Übrigens, die MNB und die filtrierenden Halbmasken sind vom Arbeitgeber bereitzustellen. Er ist auch verantwortlich dafür, dass MNB, medizinische Gesichtsmasken und filtrierende Halbmasken spätestens bei Durchfeuchtung gewechselt werden.
Zudem können aus einer Maskenpflicht für die Beschäftigten jeden Tag ungezählte Kontaminationen resultieren, die zu einem wesentlichen Teil vermeidbar wären, weil die ohnehin schon häufigen Hand-Gesichts-Kontakte der Menschen durch die Maskenpflicht noch häufiger werden. Händewaschen im Unternehmen ist nicht jederzeit möglich. Das führt schon zu einem erhöhten Risiko einer Erregerverbreitung und damit Erregerübertragung, dazu kommt der schon zwangsläufig unsachgemäße Umgang mit der Maske und die erhöhte Tendenz, sich selbst ins Gesicht zufassen, während man die Maske trägt. Aber das will man doch gerade durch die Maske senken. Zudem vermittelt die Maskenpflicht ein falsches Sicherheitsgefühl. Ein falsches Sicherheitsgefühl ist immer ein Sicherheitsrisiko.
Damit wird klar, Arbeitgeber, die alle Arbeitnehmer und Besucher anweisen, grundsätzlich eine Mund-Nase-Bedeckung zu tragen, handeln rechtswidrig. Zudem wird in vielen Unternehmen fälschlicherweise erwartet, dass die Beschäftigten selbst für ausreichend eigene MNB / medizinische Gesichtsmasken während der Arbeitszeit zu sorgen haben.

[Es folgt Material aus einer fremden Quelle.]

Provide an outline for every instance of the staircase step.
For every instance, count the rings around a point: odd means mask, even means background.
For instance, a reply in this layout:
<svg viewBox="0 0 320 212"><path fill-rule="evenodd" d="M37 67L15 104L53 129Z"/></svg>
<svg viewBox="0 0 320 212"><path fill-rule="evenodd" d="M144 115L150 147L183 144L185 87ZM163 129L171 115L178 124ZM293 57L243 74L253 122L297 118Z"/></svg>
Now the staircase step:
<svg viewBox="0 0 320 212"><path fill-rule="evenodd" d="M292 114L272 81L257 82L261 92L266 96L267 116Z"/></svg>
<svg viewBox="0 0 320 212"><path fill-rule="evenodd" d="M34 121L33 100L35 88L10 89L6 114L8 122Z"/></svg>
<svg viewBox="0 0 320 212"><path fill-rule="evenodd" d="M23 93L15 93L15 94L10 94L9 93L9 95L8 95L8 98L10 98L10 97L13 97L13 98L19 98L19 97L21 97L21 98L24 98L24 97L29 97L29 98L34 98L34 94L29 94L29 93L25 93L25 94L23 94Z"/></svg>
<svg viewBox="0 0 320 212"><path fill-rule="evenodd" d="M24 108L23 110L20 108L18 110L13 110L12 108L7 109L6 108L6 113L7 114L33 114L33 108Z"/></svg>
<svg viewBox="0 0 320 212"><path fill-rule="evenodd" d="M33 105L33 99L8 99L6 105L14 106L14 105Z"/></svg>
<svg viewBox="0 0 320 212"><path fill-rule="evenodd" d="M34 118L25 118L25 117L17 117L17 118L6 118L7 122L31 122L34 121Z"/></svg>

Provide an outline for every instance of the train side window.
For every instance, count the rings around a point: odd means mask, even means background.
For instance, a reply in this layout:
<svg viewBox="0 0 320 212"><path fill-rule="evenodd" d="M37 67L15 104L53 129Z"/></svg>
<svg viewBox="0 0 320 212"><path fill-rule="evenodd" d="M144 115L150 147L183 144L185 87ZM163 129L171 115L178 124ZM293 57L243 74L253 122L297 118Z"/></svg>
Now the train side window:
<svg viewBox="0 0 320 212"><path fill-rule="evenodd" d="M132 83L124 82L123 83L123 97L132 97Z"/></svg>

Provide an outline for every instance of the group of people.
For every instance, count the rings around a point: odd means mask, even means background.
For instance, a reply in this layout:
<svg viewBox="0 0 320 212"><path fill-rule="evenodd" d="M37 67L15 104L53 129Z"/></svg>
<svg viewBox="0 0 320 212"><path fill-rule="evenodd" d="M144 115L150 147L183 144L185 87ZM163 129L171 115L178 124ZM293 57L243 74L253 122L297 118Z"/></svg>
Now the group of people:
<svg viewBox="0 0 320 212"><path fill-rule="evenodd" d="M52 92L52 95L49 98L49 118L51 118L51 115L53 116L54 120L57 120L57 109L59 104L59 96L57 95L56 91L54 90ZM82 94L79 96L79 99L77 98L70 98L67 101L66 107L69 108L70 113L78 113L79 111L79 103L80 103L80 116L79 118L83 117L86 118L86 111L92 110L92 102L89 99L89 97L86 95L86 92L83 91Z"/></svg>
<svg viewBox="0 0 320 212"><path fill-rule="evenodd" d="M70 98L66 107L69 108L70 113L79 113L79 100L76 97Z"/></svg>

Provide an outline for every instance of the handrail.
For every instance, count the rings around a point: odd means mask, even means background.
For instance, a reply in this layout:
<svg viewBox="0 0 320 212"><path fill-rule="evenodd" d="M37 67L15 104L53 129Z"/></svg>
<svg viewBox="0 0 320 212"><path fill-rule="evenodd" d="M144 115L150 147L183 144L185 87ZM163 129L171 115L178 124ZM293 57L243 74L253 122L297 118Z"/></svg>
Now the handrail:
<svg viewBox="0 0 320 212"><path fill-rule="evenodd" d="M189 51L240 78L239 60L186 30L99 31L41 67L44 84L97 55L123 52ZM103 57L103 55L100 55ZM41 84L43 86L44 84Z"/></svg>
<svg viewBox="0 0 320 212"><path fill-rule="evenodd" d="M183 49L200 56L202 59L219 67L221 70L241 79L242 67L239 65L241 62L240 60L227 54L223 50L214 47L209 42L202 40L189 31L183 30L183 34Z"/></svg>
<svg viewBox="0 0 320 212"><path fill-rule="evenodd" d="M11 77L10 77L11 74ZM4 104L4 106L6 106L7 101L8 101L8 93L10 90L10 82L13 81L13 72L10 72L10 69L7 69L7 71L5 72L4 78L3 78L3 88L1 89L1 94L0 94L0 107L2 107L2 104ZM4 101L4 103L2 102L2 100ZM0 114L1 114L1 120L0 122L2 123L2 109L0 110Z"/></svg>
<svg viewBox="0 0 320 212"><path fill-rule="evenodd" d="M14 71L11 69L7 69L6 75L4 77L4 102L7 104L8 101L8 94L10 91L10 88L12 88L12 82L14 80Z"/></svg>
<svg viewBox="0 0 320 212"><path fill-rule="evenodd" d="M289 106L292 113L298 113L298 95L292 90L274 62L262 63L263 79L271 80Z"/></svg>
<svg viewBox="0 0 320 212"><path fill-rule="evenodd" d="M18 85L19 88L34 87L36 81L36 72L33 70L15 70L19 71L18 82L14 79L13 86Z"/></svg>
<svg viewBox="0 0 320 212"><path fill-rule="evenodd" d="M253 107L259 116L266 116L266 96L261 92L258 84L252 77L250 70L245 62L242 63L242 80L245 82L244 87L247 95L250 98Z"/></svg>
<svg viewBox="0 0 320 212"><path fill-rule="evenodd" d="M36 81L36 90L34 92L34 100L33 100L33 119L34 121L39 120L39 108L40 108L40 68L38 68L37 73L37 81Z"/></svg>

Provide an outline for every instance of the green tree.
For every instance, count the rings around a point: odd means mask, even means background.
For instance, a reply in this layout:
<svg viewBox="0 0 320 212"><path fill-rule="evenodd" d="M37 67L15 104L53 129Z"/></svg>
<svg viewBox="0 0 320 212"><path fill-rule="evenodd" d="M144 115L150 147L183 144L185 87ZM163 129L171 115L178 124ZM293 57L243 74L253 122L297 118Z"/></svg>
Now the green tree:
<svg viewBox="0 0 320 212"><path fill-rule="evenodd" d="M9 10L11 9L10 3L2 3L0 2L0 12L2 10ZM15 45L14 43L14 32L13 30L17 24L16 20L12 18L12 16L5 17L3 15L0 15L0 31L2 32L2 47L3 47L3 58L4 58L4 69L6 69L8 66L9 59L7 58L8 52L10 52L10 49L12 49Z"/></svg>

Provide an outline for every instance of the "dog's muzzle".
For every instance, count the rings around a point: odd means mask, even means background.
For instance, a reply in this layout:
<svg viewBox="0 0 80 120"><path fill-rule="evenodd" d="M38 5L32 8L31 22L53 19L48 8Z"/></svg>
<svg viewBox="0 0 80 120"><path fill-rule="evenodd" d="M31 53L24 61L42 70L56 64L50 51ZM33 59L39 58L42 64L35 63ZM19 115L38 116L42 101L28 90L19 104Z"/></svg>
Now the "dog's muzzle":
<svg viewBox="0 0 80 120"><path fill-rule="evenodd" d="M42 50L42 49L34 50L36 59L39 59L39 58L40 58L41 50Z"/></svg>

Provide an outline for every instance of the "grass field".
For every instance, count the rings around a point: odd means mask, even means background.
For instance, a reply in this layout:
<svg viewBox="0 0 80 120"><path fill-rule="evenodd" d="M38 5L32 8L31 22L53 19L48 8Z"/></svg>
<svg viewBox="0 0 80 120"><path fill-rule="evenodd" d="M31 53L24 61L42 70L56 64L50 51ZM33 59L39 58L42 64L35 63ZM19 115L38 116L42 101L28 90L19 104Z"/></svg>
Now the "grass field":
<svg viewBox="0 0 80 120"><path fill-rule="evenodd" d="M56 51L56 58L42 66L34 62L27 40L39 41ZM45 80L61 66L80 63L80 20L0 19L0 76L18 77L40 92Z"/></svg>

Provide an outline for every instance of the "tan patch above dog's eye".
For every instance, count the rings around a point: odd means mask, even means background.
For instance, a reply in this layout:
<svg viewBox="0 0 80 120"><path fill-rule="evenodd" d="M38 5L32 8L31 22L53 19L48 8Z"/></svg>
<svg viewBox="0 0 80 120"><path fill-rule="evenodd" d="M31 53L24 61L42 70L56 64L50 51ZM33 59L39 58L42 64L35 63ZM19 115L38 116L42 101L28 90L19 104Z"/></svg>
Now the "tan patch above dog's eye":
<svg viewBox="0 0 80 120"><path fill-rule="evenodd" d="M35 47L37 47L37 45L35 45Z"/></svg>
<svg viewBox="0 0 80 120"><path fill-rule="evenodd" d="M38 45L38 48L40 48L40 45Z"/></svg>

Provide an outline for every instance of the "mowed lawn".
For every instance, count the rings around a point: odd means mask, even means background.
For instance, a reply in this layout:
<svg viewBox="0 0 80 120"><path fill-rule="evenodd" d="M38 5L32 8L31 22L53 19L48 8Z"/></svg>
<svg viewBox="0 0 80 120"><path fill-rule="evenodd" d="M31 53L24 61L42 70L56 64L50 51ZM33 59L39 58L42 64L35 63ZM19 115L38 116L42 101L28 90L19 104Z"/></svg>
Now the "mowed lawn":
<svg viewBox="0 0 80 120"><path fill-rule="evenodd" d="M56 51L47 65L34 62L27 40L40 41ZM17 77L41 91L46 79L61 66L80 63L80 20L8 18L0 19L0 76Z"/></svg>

Grundsätzlich hat der Arbeitnehmer die Anweisungen des Arbeitgebers zu befolgen, § 106 GewO, außer diese ist unbillig, also unangemessen. „Unbillig“ sind unangemessene Weisungen. Die Angemessenheit ist zu beurteilen unter Abwägung der wechselseitigen Interessen. Vorgaben des Grundgesetzes und der sonstigen Gesetze sind dabei zu berücksichtigen ebenso wie Verhältnismäßigkeit, Angemessenheit, Verkehrssitte und Zumutbarkeit unter Berücksichtigung aller Umstände des Einzelfalls.[4] Eine solche „unbillige Weisung“ darf der Arbeitnehmer ignorieren.[5] Er hat ein Leistungsverweigerungsrecht. Der Arbeitgeber darf ihm deswegen nicht kündigen.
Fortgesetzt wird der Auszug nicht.